We need to consider first that Mary was sitting at the feet of the master and being taught by him and he did not reject her. Women were not in this kind of position is culture. That is to say they were not considered to be disciples because they were not men. So Mary finds herself in an unusual place. Martha is exasperated by the lack of help that she is getting from her sister who is an unusual place. She complains openly to Jesus about this. Jesus points out to Martha that she is worried about a great many things when she only needs to concern herself with one thing. Jesus wants her to come and join her sister at his feet so that she can hear him clearly for her own self – there will be time for serving and hospitality later but now he needs his word to be heard.  Mary has chosen the dish that needs to be eaten now and it will not be taken from her.

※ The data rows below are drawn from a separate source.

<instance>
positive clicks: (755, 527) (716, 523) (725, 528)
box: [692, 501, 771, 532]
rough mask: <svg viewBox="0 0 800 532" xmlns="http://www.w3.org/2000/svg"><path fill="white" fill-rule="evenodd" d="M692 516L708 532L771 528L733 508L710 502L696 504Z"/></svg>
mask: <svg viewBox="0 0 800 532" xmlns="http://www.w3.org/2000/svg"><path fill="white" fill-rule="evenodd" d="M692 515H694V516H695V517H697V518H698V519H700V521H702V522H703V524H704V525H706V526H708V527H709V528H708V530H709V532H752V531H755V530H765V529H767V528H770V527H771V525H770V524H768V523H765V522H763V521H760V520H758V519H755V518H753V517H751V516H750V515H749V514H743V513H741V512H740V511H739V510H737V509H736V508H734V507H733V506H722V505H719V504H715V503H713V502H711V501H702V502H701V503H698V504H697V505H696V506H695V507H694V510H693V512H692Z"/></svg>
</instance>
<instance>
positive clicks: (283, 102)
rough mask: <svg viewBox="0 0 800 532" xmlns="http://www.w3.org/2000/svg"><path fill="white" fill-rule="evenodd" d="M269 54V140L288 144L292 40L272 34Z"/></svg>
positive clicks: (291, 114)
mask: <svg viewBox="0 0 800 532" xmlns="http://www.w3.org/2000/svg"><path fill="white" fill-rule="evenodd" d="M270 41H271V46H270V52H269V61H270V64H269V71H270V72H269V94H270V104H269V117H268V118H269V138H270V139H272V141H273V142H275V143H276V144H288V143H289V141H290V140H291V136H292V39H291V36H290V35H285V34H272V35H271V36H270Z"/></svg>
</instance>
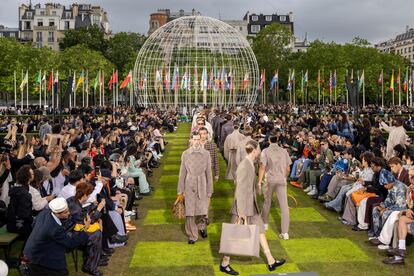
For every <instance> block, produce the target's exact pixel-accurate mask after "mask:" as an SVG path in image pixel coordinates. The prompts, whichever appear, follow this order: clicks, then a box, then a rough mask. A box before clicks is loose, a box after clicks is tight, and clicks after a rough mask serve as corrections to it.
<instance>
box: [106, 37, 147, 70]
mask: <svg viewBox="0 0 414 276" xmlns="http://www.w3.org/2000/svg"><path fill="white" fill-rule="evenodd" d="M144 41H145V37H144V36H143V35H140V34H137V33H125V32H122V33H117V34H115V35H114V36H113V37H112V38H110V39H109V41H108V48H107V50H106V52H105V56H106V57H107V58H108V59H109V60H110V61H111V62H112V63H113V64H115V66H116V68H117V69H118V70H119V72H120V73H126V72H128V71H129V70H130V69H131V68H133V66H134V63H135V59H136V57H137V54H138V51H139V49H140V48H141V46H142V45H143V44H144Z"/></svg>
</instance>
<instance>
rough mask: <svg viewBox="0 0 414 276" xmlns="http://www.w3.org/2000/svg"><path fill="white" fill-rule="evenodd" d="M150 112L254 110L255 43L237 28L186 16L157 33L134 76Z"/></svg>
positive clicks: (148, 41) (143, 54)
mask: <svg viewBox="0 0 414 276" xmlns="http://www.w3.org/2000/svg"><path fill="white" fill-rule="evenodd" d="M133 83H134V91H135V93H136V95H137V98H138V103H139V104H141V105H144V106H146V107H147V106H160V107H162V106H164V107H166V106H171V105H173V106H175V107H179V108H180V107H181V108H182V107H184V106H185V107H187V108H191V107H193V106H195V105H200V104H203V105H207V106H213V107H228V106H252V105H253V104H254V103H255V101H256V97H257V90H258V84H259V69H258V65H257V60H256V57H255V55H254V53H253V50H252V49H251V47H250V45H249V42H248V41H247V40H246V39H245V38H244V37H243V35H242V34H241V33H240V32H239V31H238V30H236V29H235V28H233V27H232V26H230V25H228V24H226V23H224V22H222V21H220V20H217V19H214V18H211V17H205V16H199V15H196V16H185V17H181V18H178V19H175V20H173V21H171V22H169V23H167V24H166V25H164V26H162V27H161V28H159V29H158V30H156V31H155V32H154V33H153V34H152V35H151V36H150V37H149V38H148V39H147V40H146V42H145V43H144V45H143V46H142V48H141V49H140V51H139V53H138V56H137V59H136V62H135V67H134V73H133Z"/></svg>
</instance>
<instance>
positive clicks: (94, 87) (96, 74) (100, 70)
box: [93, 70, 101, 91]
mask: <svg viewBox="0 0 414 276" xmlns="http://www.w3.org/2000/svg"><path fill="white" fill-rule="evenodd" d="M100 77H101V70H99V72H98V74H96V77H95V81H94V82H93V89H94V90H95V91H96V88H97V87H98V85H99V82H100Z"/></svg>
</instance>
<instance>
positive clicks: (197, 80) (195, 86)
mask: <svg viewBox="0 0 414 276" xmlns="http://www.w3.org/2000/svg"><path fill="white" fill-rule="evenodd" d="M197 87H198V74H197V64H196V65H195V67H194V89H195V90H197Z"/></svg>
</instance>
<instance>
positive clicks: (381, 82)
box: [378, 71, 384, 84]
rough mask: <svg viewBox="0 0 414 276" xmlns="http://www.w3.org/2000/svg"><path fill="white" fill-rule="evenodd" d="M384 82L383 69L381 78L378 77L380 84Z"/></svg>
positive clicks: (380, 77) (381, 75)
mask: <svg viewBox="0 0 414 276" xmlns="http://www.w3.org/2000/svg"><path fill="white" fill-rule="evenodd" d="M383 82H384V74H383V72H382V71H381V73H380V76H379V78H378V84H382V83H383Z"/></svg>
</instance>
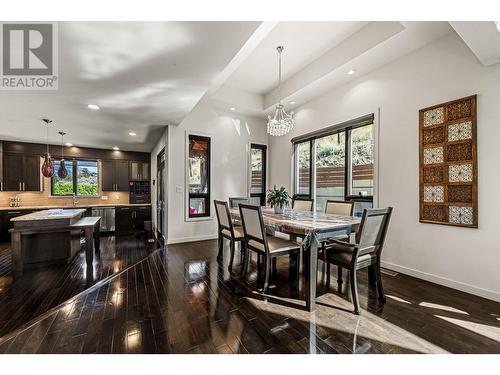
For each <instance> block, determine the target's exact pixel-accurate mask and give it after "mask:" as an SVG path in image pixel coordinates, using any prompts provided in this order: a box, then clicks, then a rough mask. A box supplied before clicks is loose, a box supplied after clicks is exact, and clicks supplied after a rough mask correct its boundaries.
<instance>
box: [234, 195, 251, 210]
mask: <svg viewBox="0 0 500 375" xmlns="http://www.w3.org/2000/svg"><path fill="white" fill-rule="evenodd" d="M249 202H250V198H247V197H229V207H231V208H238V206H239V204H240V203H244V204H248V203H249Z"/></svg>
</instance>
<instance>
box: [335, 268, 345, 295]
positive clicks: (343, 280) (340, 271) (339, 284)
mask: <svg viewBox="0 0 500 375" xmlns="http://www.w3.org/2000/svg"><path fill="white" fill-rule="evenodd" d="M343 282H344V280H342V267H340V266H338V267H337V284H338V286H339V291H341V289H342V283H343Z"/></svg>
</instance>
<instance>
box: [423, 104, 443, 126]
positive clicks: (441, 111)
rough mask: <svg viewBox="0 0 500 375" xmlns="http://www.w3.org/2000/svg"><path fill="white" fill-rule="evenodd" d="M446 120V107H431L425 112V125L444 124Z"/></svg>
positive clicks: (426, 125)
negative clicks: (429, 108) (444, 110)
mask: <svg viewBox="0 0 500 375" xmlns="http://www.w3.org/2000/svg"><path fill="white" fill-rule="evenodd" d="M443 122H444V108H443V107H440V108H435V109H430V110H428V111H425V112H424V126H431V125H437V124H442V123H443Z"/></svg>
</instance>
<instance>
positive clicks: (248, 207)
mask: <svg viewBox="0 0 500 375" xmlns="http://www.w3.org/2000/svg"><path fill="white" fill-rule="evenodd" d="M240 216H241V223H242V226H243V232H244V233H245V237H246V238H247V239H248V240H256V241H258V242H260V243H263V244H264V243H265V241H266V231H265V229H264V219H263V218H262V211H261V208H260V206H253V205H249V204H240Z"/></svg>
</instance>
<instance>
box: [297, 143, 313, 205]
mask: <svg viewBox="0 0 500 375" xmlns="http://www.w3.org/2000/svg"><path fill="white" fill-rule="evenodd" d="M311 150H312V148H311V142H309V141H307V142H301V143H297V144H296V145H295V194H297V195H305V196H310V194H311Z"/></svg>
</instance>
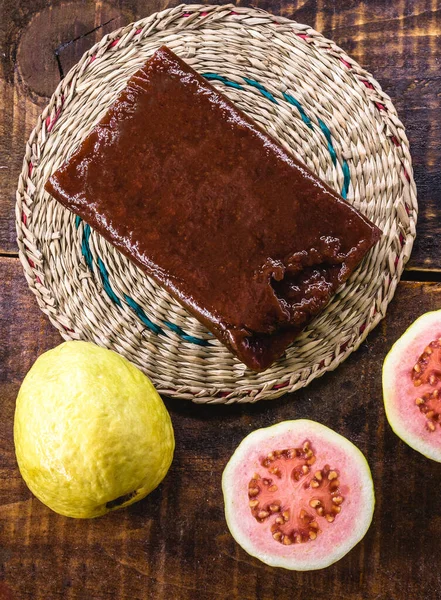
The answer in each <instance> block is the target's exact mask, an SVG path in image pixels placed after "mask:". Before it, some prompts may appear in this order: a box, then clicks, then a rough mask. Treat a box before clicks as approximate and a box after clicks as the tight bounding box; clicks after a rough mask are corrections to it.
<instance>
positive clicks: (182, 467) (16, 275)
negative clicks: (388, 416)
mask: <svg viewBox="0 0 441 600" xmlns="http://www.w3.org/2000/svg"><path fill="white" fill-rule="evenodd" d="M0 278H1V281H2V282H3V286H2V293H1V295H0V351H1V352H2V354H1V356H0V398H1V405H2V419H1V420H0V581H2V585H3V586H4V590H9V591H8V593H9V597H10V598H12V599H22V598H32V599H33V600H53V599H56V598H63V599H64V598H66V599H78V600H84V599H86V598H87V599H89V598H91V599H92V598H93V599H94V600H105V599H108V598H117V599H121V600H126V599H127V600H137V599H143V600H144V599H147V598H148V599H149V600H162V599H164V598H167V599H176V600H187V599H188V600H195V599H199V598H200V599H203V600H211V599H213V600H214V599H222V600H224V599H225V600H226V599H227V598H228V599H231V600H259V599H265V600H300V599H302V600H303V599H305V598H306V599H308V600H309V599H310V598H314V600H374V599H394V600H406V599H407V598H411V599H414V598H421V599H423V598H424V600H436V599H439V598H440V597H441V572H440V571H439V569H437V568H435V567H436V564H437V559H436V557H437V556H438V552H439V548H438V546H439V539H440V536H441V517H439V494H440V491H441V464H438V463H434V462H431V461H429V460H427V459H425V458H424V457H422V456H421V455H419V454H417V453H416V452H414V451H413V450H411V449H410V448H409V447H407V446H406V445H405V444H403V443H402V442H401V441H400V440H399V439H398V438H397V437H396V436H395V435H394V434H393V433H392V431H391V429H390V427H389V425H388V424H387V422H386V419H385V415H384V410H383V404H382V397H381V366H382V360H383V358H384V356H385V354H386V353H387V351H388V350H389V348H390V346H391V344H392V343H393V342H394V340H395V339H396V338H397V337H398V336H399V335H400V334H401V333H402V332H403V331H404V330H405V329H406V327H407V326H408V325H409V324H410V323H411V322H412V321H413V320H414V319H415V318H416V316H417V315H419V314H420V313H422V312H424V311H427V310H432V309H434V308H437V307H439V306H440V304H441V285H440V284H421V283H401V284H400V285H399V288H398V291H397V295H396V298H395V300H394V301H393V302H392V304H391V306H390V310H389V313H388V317H387V319H386V320H385V321H383V322H382V324H381V325H380V326H379V327H378V328H377V329H376V330H375V331H374V332H373V333H372V334H371V335H370V336H369V338H368V340H367V342H366V343H365V344H363V346H362V348H360V350H359V351H358V352H356V353H355V354H353V355H352V356H351V357H350V358H349V359H348V360H347V361H346V362H345V363H344V364H343V365H342V366H341V367H340V368H339V369H338V370H337V371H336V372H334V373H328V374H327V375H325V376H324V377H323V378H321V379H320V380H317V381H315V382H313V383H312V384H311V385H310V386H309V387H308V388H307V389H306V390H303V391H300V392H298V393H296V394H293V395H291V396H286V397H284V398H282V399H280V400H273V401H268V402H261V403H257V404H255V405H242V406H229V407H228V406H218V407H214V406H211V407H210V406H206V405H205V406H197V405H194V404H191V403H188V402H186V401H177V400H175V401H171V400H167V401H166V404H167V407H168V409H169V410H170V413H171V417H172V420H173V425H174V428H175V434H176V453H175V458H174V462H173V465H172V468H171V470H170V472H169V474H168V475H167V477H166V479H165V480H164V482H163V484H162V485H161V486H160V487H159V488H158V489H157V490H156V491H155V492H153V493H152V494H151V495H150V496H148V497H147V498H146V499H145V500H143V501H141V502H139V503H138V504H136V505H133V506H132V507H130V508H128V509H126V510H123V511H120V512H114V513H111V514H109V515H106V516H105V517H103V518H99V519H95V520H90V521H87V520H85V521H82V520H74V519H67V518H64V517H61V516H59V515H56V514H55V513H53V512H51V511H50V510H49V509H47V508H46V507H45V506H43V505H42V504H41V503H40V502H39V501H38V500H36V499H35V498H33V497H32V494H31V493H30V492H29V491H28V489H27V488H26V486H25V484H24V483H23V481H22V480H21V477H20V474H19V472H18V469H17V466H16V462H15V458H14V449H13V439H12V424H13V411H14V402H15V397H16V394H17V392H18V389H19V385H20V382H21V381H22V379H23V377H24V375H25V373H26V372H27V370H28V369H29V367H30V366H31V364H32V363H33V361H34V360H35V359H36V358H37V356H38V355H39V354H40V353H41V352H43V351H44V350H46V349H49V348H51V347H53V346H54V345H56V344H58V343H59V342H60V341H61V338H60V337H59V336H58V334H57V333H56V332H55V330H54V329H53V328H52V327H51V326H50V325H49V324H48V322H47V321H46V319H45V317H44V316H43V315H42V314H41V313H40V311H39V309H38V307H37V304H36V302H35V299H34V297H33V296H32V294H31V293H30V292H29V291H28V289H27V287H26V283H25V281H24V278H23V276H22V270H21V266H20V264H19V262H18V260H17V259H15V258H0ZM302 417H306V418H311V419H315V420H317V421H320V422H322V423H324V424H326V425H328V426H330V427H332V428H334V429H336V430H337V431H338V432H340V433H342V434H343V435H346V436H347V437H349V439H351V440H352V441H353V442H354V443H355V444H356V445H357V446H358V447H359V448H360V449H361V450H362V451H363V452H364V453H365V455H366V456H367V458H368V461H369V463H370V466H371V468H372V472H373V477H374V483H375V490H376V498H377V504H376V510H375V516H374V521H373V524H372V526H371V528H370V530H369V532H368V534H367V536H366V537H365V539H364V541H363V542H361V543H360V544H359V545H358V546H357V547H356V548H355V549H354V550H353V551H352V552H351V553H350V554H349V555H347V556H346V557H345V558H344V559H342V560H341V561H340V562H339V563H337V564H336V565H334V566H332V567H330V568H328V569H326V570H324V571H319V572H311V573H294V572H289V571H285V570H282V569H271V568H270V567H267V566H265V565H264V564H262V563H260V562H259V561H257V560H255V559H253V558H251V557H250V556H248V555H247V554H246V553H245V552H244V551H243V550H242V549H241V548H240V547H239V546H237V544H236V543H235V542H234V540H233V539H232V537H231V536H230V534H229V532H228V529H227V526H226V523H225V519H224V515H223V500H222V493H221V474H222V470H223V468H224V466H225V464H226V462H227V461H228V459H229V457H230V456H231V454H232V452H233V451H234V449H235V448H236V446H237V445H238V443H239V442H240V441H241V440H242V438H243V437H244V436H245V435H247V434H248V433H249V432H251V431H252V430H254V429H256V428H258V427H264V426H268V425H271V424H273V423H276V422H278V421H282V420H285V419H292V418H302ZM2 594H4V595H2ZM7 597H8V596H7V595H6V591H5V592H3V588H2V587H1V586H0V598H2V600H3V598H7Z"/></svg>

So how does this apply to us? When did you last stop to listen to the voice? When were you last still to know that God is God? How come you have been too busy to enter into the presence of God fully in the last while?  Oh, yes we take holidays or vacations and we get away from it all for a time and fill our time with other things. After all isn’t said that, “a change as good as a rest?” How does one have conversation with someone who will not sit still? It is important to take time to be with God because in those moments we can hear him speak to us and to comfort and renew us for the tasks that are ahead. We need to hear his word and the voice of the Spirit speaking to us. Otherwise how do we know what to do and where to go as individuals and as a church? Failing to listen to the voice that calls us forward makes us as individuals, and as community, absurd. We not only end up doing things our way, our community degrades and suffers. If one is going to push the edges of the envelope then it is necessary to stop and to listen to what it is that God is saying to us. And in doing so we will find that we are not alone: that God will draw others to us and to the places and spaces where he wants and needs his church so that the kingdom can be signed by our actions and proclaimed by our obedience to the voice of the Master.

Come, sit and eat – the dish is hot and the Master is calling you to come to sit and to be with him for awhile. Come and dine!